What is Activated Charcoal? Activated charcoal is well known as a antidote as it adsorbs most organic toxins, chemicals and poisons before they can harm the body. Some Emergency Rooms administer large doses of activated charcoal for certain types of poisoning.
According to this article, activated charcoal has a long history of medicinal use:
It was 1831. In front of his distinguished colleagues at the French Academy of Medicine, Professor Touery drank a lethal dose of strychnine and lived to tell the tale. He had combined the deadly poison with activated charcoal.

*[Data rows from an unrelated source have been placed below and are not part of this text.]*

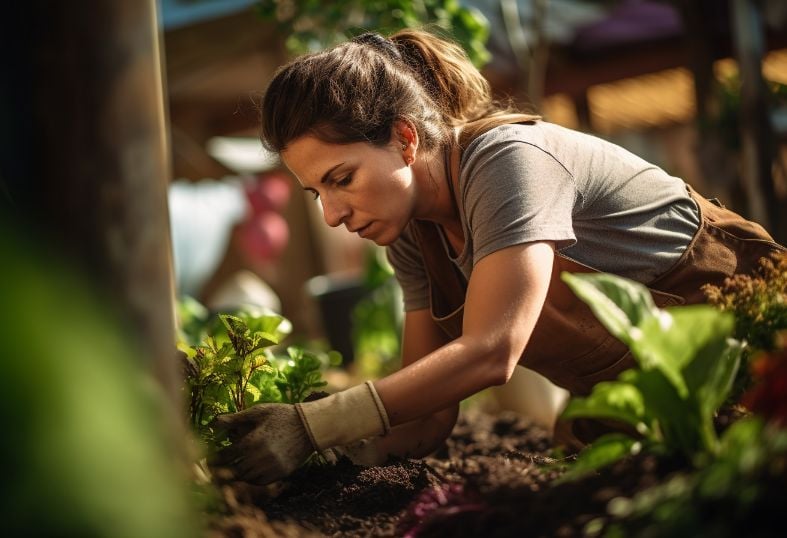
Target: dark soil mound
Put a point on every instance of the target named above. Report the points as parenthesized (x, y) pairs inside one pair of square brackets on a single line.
[(492, 478)]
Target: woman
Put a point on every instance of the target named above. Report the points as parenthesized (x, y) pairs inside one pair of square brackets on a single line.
[(481, 209)]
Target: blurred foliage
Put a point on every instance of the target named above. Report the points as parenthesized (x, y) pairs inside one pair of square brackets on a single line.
[(232, 363), (686, 363), (85, 450), (377, 319), (759, 303), (311, 25), (727, 115)]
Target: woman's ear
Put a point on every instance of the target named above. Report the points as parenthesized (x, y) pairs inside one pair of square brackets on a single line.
[(405, 138)]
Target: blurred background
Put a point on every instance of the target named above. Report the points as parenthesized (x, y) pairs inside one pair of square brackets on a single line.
[(696, 87), (131, 177)]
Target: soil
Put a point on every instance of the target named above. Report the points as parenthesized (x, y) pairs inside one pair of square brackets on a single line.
[(494, 477)]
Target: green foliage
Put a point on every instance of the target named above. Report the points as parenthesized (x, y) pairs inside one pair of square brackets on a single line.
[(234, 365), (759, 303), (745, 483), (312, 24), (687, 361), (376, 319)]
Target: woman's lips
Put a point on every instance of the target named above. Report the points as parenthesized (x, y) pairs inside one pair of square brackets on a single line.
[(362, 232)]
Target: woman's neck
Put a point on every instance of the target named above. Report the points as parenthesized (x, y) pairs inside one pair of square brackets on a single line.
[(437, 195)]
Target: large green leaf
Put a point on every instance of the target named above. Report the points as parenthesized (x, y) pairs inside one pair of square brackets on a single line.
[(678, 422), (610, 400), (620, 304), (671, 339), (709, 377)]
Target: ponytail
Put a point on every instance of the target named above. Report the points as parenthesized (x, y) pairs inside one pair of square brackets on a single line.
[(355, 92), (456, 86)]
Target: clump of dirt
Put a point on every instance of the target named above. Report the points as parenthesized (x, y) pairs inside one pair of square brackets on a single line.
[(494, 477)]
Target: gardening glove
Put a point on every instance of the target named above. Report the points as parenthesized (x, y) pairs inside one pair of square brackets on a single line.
[(270, 441), (364, 452)]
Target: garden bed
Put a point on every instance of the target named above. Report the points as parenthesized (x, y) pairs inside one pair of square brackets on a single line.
[(492, 478)]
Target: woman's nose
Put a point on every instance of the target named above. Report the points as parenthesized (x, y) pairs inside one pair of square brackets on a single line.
[(333, 211)]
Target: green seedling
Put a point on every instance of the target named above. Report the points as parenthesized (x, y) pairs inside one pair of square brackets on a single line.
[(235, 366)]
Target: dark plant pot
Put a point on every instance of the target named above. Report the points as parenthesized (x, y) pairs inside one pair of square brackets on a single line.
[(336, 296)]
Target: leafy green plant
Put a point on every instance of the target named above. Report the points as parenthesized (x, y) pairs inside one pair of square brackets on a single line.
[(313, 25), (745, 483), (687, 361), (234, 366)]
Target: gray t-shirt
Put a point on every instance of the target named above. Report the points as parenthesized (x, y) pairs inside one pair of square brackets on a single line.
[(602, 205)]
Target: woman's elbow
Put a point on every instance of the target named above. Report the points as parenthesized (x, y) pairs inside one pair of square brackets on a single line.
[(503, 363)]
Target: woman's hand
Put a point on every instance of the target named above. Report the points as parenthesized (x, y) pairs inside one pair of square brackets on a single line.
[(269, 441)]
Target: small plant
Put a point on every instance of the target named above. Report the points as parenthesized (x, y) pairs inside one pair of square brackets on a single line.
[(687, 361), (759, 303), (377, 320), (745, 483), (234, 366), (768, 395), (311, 26)]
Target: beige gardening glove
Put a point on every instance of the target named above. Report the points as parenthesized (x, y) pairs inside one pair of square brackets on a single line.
[(270, 441)]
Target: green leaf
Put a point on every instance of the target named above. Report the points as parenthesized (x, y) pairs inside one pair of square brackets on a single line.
[(677, 422), (672, 339), (620, 304), (604, 451), (610, 400)]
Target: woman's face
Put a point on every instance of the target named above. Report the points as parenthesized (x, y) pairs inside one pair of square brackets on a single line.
[(369, 189)]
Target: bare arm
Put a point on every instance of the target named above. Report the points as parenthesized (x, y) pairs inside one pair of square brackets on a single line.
[(504, 299), (420, 437)]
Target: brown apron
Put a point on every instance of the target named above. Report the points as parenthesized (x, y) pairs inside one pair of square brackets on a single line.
[(568, 345)]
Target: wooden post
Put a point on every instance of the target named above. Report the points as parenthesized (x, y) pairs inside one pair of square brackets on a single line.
[(84, 131), (756, 131)]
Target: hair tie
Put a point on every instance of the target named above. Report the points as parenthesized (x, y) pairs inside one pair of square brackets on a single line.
[(380, 43)]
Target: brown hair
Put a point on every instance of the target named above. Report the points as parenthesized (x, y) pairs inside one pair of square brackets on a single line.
[(355, 92)]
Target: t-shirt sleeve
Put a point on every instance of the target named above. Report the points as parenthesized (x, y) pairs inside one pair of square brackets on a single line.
[(514, 192), (405, 257)]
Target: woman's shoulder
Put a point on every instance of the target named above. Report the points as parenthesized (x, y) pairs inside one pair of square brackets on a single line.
[(538, 133)]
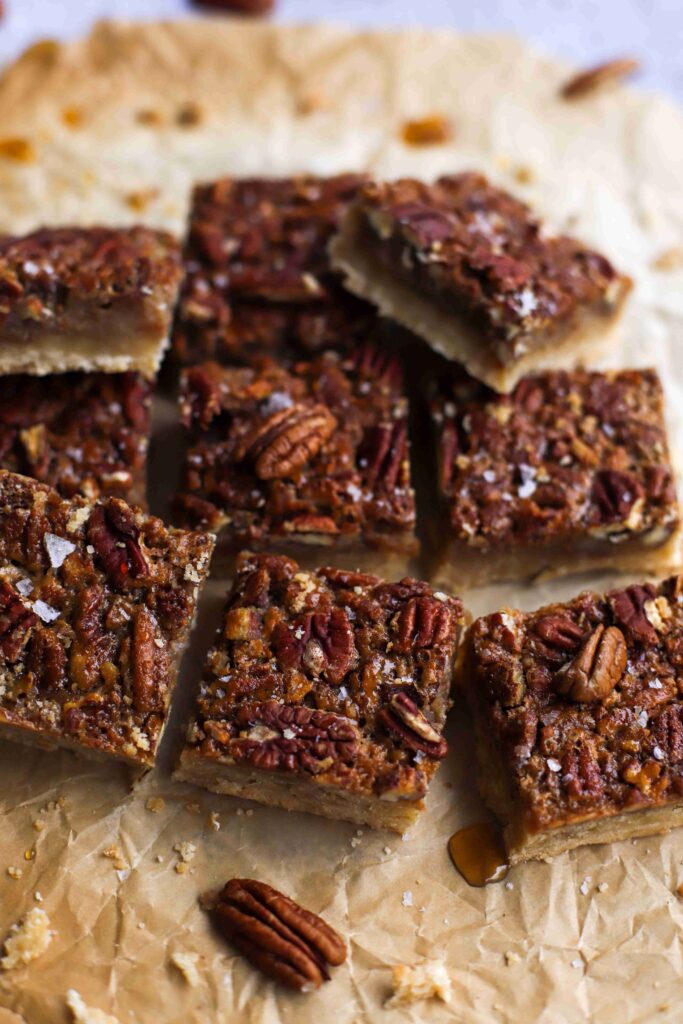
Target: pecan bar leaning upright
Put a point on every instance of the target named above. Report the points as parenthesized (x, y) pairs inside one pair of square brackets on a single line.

That’s how powerful activated charcoal is as an emergency decontaminant in the gastrointestinal (GI) tract, which includes the stomach and intestines. Activated charcoal is considered to be the most effective single agent available. It is used after a person swallows or adsorbs almost any toxic drug or chemical. Activated charcoal is estimated to reduce absorption of poisonous substances up to 60%. It works by adsorbing chemicals, thus reducing their toxicity (poisonous nature), through the entire length of the stomach and small and large intestines (GI tract).
Activated charcoal itself is a fine, black powder that is odorless, tasteless, and nontoxic.
Activated charcoal is often given after the stomach is pumped (gastric lavage). Gastric lavage is only effective immediately after swallowing a toxic substance (within about one-half hour) and does not have effects that reach beyond the stomach as activated charcoal does.